Inspired by Pushkin's masterpiece of Russian literature, Tchaikovsky’s opera provides a sublime portrait – both ironic and sympathetic – of a character embittered by society life, rejecting love out of vanity, killing his friend the poet Lenski out of pride and spending the rest of his days in abject despair. A repertoire classic, Willy Decker’s streamlined production makes the Paris Opera echo once more to the strains of Russian romantic music. Edward Gardner conducts an exceptional cast including Peter Mattei in the title role and Anna Netrebko as Tatiana.
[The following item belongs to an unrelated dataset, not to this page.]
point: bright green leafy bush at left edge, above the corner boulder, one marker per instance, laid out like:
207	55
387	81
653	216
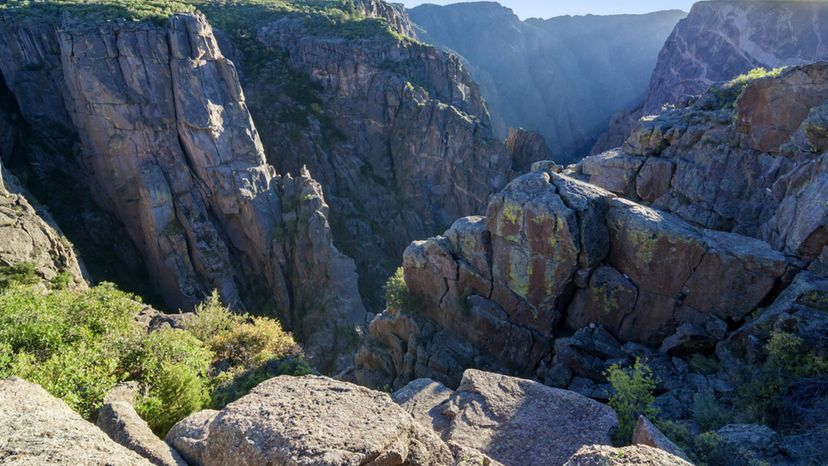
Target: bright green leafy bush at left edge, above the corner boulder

Condensing the life stories – memories of prison in Silesia – related by Dostoyevsky in his work The House of the Dead, Leoš Janáček composed an opera filled with burning desire and longing. Contagious savagery, cruelty and brutality are exacerbated by the confines of the prison. However, within its concrete walls emerge both tenderness and cruelty at the sight of an injured bird; a multitude of stories and highly personal monologues. With this production, first performed at the Wiener Festwochen in 2007, the Paris Opera pays tribute to Patrice Chéreau.
No one better described the half-starved, struggling artists than Murger in his Scènes de la Vie de Bohème: artists ready to burn a manuscript to try to keep warm yet,in an era of triumphant bourgeois materialism, dreaming of another existence. Taking up these scenes of Bohemian life, Puccini offers us a heart-breaking love story and some of the most beautiful music in the history of opera in the story of the poet Rodolfo and fragile Mimi. The staging of this new production has been entrusted to Claus Guth who sets the drama in a future devoid of hope in which love and art become the sole means of transcendence.